REGALCARE AT HARWICH is owned by a for-profit company. For-profit facilities operate as businesses with obligations to shareholders or private owners. The facility is operated by REGALCARE, a chain that manages multiple nursing homes. With 135 certified beds and approximately 89 residents (about 66% occupancy), it is a mid-sized facility located in HARWICH, Massachusetts.

How Does Regalcare At Harwich Compare to Other Massachusetts Nursing Homes?

Compared to the 100 nursing homes in Massachusetts, REGALCARE AT HARWICH's overall rating (3 stars) is above the state average of 2.9, staff turnover (21%) is significantly lower than the state average of 46%, and health inspection rating (3 stars) is at the national benchmark.

What Should Families Ask When Visiting Regalcare At Harwich?

Based on this facility's data, families visiting should ask: "Can I visit during a mealtime to observe dining assistance and food quality?" "How do you handle medical emergencies, and what is your hospital transfer rate?" "Can I speak with family members of current residents about their experience?"

Is Regalcare At Harwich Safe?

Based on CMS inspection data, REGALCARE AT HARWICH has a clean safety record: no substantiated abuse findings (meaning no confirmed cases of resident harm), no Immediate Jeopardy citations (the most serious violation level indicating risk of serious injury or death), and is not on the Special Focus Facility watch list (a federal program monitoring the lowest-performing 1% of nursing homes). The facility has a 3-star overall rating and ranks #1 of 100 nursing homes in Massachusetts. While no facility is perfect, families should still ask about staff-to-resident ratios and recent inspection results during their visit.

Do Nurses at Regalcare At Harwich Stick Around?

Staff at REGALCARE AT HARWICH tend to stick around. With a turnover rate of 21%, the facility is 25 percentage points below the Massachusetts average of 46%. Low turnover is a positive sign. It means caregivers have time to learn each resident's needs, medications, and personal preferences. Consistent staff also notice subtle changes in a resident's condition more quickly.

Was Regalcare At Harwich Ever Fined?

REGALCARE AT HARWICH has been fined $15,593 across 2 penalty actions. This is below the Massachusetts average of $33,235. While any fine indicates a compliance issue, fines under $50,000 are relatively common and typically reflect isolated problems that were subsequently corrected. Families should ask what specific issues led to these fines and confirm they've been resolved.

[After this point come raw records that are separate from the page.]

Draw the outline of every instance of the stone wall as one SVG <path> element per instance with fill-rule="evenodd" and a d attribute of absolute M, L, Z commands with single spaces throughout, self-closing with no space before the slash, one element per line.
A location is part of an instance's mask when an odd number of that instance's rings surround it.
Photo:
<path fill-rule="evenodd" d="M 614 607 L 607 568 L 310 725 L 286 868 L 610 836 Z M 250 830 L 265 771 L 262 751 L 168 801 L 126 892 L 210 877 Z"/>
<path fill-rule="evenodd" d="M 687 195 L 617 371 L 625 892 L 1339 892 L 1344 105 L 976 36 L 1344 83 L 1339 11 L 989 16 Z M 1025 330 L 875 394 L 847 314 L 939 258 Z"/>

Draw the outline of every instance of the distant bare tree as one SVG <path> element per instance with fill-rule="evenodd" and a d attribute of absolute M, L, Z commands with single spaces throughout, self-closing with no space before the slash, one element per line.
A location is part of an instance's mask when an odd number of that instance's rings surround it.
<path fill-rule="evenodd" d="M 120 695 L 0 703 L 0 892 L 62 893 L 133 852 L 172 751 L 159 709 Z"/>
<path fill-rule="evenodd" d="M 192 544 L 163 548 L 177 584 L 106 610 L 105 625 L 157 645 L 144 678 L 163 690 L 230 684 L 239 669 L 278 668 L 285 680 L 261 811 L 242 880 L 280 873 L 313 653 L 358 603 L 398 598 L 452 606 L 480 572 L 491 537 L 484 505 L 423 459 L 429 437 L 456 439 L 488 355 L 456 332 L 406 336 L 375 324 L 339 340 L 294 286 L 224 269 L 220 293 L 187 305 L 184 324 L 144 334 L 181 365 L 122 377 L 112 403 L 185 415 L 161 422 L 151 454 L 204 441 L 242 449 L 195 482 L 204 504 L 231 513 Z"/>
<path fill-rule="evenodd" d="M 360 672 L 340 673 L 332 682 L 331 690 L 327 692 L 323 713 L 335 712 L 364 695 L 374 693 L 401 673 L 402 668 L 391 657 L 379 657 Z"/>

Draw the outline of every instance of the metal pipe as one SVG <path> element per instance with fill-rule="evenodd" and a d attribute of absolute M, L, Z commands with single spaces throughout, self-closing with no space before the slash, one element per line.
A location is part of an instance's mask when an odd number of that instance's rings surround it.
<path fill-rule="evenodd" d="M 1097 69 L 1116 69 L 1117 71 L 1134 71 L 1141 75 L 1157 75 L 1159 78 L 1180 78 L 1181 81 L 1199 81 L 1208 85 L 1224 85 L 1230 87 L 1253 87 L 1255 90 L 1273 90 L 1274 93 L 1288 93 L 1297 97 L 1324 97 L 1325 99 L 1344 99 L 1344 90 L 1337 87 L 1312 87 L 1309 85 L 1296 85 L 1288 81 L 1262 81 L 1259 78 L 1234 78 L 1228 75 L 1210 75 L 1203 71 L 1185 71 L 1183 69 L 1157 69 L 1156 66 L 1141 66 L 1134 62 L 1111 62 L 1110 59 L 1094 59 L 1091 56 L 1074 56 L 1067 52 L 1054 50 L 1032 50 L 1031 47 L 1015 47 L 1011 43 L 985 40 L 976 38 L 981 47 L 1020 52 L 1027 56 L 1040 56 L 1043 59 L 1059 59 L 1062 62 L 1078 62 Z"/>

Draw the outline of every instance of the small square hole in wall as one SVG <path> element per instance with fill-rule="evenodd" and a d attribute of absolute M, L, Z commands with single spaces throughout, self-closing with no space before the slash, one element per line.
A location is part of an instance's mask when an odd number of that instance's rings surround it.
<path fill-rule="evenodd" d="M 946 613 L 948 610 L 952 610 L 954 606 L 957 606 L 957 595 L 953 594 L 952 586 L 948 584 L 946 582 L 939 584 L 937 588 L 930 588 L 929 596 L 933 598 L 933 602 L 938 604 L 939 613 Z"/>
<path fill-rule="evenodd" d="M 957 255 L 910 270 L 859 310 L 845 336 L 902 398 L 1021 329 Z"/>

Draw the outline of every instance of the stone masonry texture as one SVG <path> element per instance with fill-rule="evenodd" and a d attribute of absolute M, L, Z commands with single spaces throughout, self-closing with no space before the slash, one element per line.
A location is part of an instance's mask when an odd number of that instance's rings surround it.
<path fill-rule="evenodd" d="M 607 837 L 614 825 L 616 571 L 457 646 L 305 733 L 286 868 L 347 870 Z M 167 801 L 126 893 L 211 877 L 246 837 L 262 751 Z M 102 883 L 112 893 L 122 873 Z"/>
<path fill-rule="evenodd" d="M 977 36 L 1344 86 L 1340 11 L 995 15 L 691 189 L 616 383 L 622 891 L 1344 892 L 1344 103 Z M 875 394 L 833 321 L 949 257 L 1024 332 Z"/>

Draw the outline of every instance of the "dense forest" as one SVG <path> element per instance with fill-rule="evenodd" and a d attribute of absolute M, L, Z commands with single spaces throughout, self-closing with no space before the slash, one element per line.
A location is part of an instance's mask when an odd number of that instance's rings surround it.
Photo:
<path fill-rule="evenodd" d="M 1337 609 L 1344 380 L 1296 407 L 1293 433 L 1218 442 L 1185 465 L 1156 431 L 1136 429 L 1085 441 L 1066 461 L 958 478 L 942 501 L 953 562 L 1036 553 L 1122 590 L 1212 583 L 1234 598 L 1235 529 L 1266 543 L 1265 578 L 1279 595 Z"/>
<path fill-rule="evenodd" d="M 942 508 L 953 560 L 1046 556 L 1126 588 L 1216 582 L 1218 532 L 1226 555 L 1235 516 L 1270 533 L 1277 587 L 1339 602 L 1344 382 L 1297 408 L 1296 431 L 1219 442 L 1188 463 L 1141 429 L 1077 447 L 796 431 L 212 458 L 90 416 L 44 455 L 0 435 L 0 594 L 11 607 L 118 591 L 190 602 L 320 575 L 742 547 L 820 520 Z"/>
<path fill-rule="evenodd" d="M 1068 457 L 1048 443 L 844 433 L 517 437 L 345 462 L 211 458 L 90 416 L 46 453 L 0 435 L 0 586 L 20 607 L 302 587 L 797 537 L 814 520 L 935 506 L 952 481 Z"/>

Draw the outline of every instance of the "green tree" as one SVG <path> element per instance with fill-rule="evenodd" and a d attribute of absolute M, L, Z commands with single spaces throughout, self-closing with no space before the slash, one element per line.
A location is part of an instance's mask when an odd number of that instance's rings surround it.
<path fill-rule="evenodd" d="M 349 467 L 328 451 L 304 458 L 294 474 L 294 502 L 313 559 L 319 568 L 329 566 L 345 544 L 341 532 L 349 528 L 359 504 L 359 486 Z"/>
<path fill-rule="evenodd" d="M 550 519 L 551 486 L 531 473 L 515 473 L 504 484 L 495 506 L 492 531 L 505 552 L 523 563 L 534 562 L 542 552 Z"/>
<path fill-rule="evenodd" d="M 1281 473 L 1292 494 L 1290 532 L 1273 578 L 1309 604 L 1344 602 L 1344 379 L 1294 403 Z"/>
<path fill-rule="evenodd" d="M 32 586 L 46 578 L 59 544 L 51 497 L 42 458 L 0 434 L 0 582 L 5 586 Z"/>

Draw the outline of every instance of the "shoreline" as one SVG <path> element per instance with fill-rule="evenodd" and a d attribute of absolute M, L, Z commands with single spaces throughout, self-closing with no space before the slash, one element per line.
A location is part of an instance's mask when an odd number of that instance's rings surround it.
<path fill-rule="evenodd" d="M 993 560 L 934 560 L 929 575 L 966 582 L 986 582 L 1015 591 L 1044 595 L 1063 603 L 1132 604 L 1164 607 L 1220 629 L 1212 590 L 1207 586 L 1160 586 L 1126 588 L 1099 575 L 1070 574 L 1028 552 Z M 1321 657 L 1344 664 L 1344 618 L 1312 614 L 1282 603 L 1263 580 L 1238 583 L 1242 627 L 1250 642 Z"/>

Is Regalcare At Harwich on Any Federal Watch List?

REGALCARE AT HARWICH is not on any federal watch list. The most significant is the Special Focus Facility (SFF) program, which identifies the bottom 1% of nursing homes nationally based on persistent, serious quality problems. Not being on this list means the facility has avoided the pattern of deficiencies that triggers enhanced federal oversight. This is a positive indicator, though families should still review the facility's inspection history directly.